QUICK PROJECT DESCRIPTION
- PROJECT OBJECTIVE: Build an automated watering system for your garden that decides, based on soil humidity, temperature and time, when to water your plants.
- HARDWARE REQUIREMENTS: Provided in the Mango Labs Mechatronics Maker Kit: Arduino-compatible board, USB cable, RTC module, SSR module, temperature sensor, RGB LED module, 2 x 10K resistors, 16 male to male jumper cables, 2 male to female jumper cables, mini breadboard, 12v power supply.
Additional hardware: computer, electrovalve (I used a washing machine valve that is easy to find), 2 male plugs, 1 female plug, glue gun, 2 galvanized nails, thin solid core wire (stripped telephone or network cable), 16 AWG cable (length will depend on your installation. Vulcanized/outdoor cable or terminals would work fine), CR2032 coin battery, small star screwdriver, pliers/crimper.
- SOFTWARE REQUIREMENTS: Arduino environment (or online editor). Download the RTC library here. Unzip and paste the folder in the Arduino libraries folder. It’s in the same location as your default sketches. You can look it up under File/Preferences Sketchbook location.
- KNOW-HOW REQUIREMENTS: Basic Arduino environment knowledge (learn more here). Basic electrical skills.
The crucial part for this project is the solenoid valve / electrovalve. I have found out that washing machine valves are that the easiest to source and to set up.

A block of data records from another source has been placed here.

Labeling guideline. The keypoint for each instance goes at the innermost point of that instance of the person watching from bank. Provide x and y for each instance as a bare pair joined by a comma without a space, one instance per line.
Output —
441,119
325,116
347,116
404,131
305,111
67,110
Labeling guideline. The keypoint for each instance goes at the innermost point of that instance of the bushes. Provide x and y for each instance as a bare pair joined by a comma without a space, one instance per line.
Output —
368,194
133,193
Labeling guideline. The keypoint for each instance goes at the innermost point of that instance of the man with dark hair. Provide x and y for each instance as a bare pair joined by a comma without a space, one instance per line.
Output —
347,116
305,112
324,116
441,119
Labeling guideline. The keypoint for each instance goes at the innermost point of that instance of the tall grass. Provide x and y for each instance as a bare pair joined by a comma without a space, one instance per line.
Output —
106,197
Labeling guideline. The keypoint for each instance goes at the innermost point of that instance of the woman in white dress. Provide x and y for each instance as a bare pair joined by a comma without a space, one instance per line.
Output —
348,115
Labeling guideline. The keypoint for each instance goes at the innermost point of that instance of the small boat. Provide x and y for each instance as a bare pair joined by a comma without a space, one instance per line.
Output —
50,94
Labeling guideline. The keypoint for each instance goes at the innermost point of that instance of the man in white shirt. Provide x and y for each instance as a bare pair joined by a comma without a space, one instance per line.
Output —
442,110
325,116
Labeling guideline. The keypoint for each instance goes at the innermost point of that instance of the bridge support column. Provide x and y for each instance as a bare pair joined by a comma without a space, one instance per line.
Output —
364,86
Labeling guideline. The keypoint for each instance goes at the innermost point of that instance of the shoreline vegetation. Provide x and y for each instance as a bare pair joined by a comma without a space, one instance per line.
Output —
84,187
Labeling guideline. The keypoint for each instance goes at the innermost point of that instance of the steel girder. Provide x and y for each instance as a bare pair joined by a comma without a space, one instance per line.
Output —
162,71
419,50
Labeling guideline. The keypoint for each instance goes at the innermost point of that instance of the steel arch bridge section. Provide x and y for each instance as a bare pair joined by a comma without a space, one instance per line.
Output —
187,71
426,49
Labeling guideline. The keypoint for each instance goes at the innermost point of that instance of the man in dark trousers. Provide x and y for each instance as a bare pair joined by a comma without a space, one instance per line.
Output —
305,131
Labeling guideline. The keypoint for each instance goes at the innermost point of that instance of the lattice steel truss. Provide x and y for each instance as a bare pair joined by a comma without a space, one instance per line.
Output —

It doesn’t matter what model you get. What is important is to check if it will be easy for you to connect it to your water supply. Washing machine electrovalves come with a threaded inlet side where you connect it to your supply with a standard washing machine hose, which has the same threading and size as most garden spouts. So that should make things easier.
Once you have your electrovalve you have to attach some cables to it. Choose cable that is long enough to enable you to place your electronics at safe distance from the water. If you have a soldering gun, you can solder the cable to the terminals. For insulating the terminals I recommend shrink-wrap tubing.
If you don’t want to solder you can also crimp a terminal and connect it to the electrovalve. I suggest shrink-wrapping the whole terminal.
At the other end of the cable you have two choices. You can connect one lead to the solid state relay and go from there to your plug and connect the other lead of the electrovalve to the plug. Take care to strip only a small amount of insulation from the cables you are connecting to the relay board.
Otherwise, I would recommend connecting a male plug to the electrovalve and a female one to the SSR module and screw them both to a board (as on the Bluetooth-controlled slow cooker Lab Idea).
For your soil humidity sensor you need two galvanized nails 4 inches or more. At the top you have to wrap some copper cable to connect it to your Arduino-compatible board. Solid core cable works better; if you are placing your electronics some distance away from your garden and water (which would make sense) you could use solid core telephone cable. Strip a good length of insulation away from your wire.
Coil it a couple of times around your nails and twist it to secure it.
You should insert them in the soil 2.5 cm apart.
Follow the diagram to wire the circuit and take special care in checking that all the wiring that goes to mains is OK. Upload the sketch from here or copy the code below to your Arduino-compatible board. Time will automatically be set on the RTC board so be sure to have the coin battery already installed; this way, it won’t reset when you unplug it. Unplug the USB and plug the power supply to your Arduino-compatible board to perform a last check.
It’s a good idea to protect your electronics from water. A fast and cheap way to do it is to put everything in a plastic container.
Connect your electrovalve to your water supply. Using a washing machine hose worked for me.
You could also use a hose clamp and a regular hose.
I connected the other end of the washing machine hose to the bronze coupling of my garden hose (in order to extend the range) and added a packing to get a tight fit.
Pin your nails in the garden, plug the12v power supply to your Arduino-compatible board, plug your electrovalve to the SSR controlled female plug, plug your SSR to mains and you should be done.
The system checks for normal conditions for every sensor at startup and will light the LED red if something is wrong (it will also send a message through the serial port indicating if there’s a problem in a specific sensor). Every six minutes it will check the input variables (and blink white) to decide if watering is needed.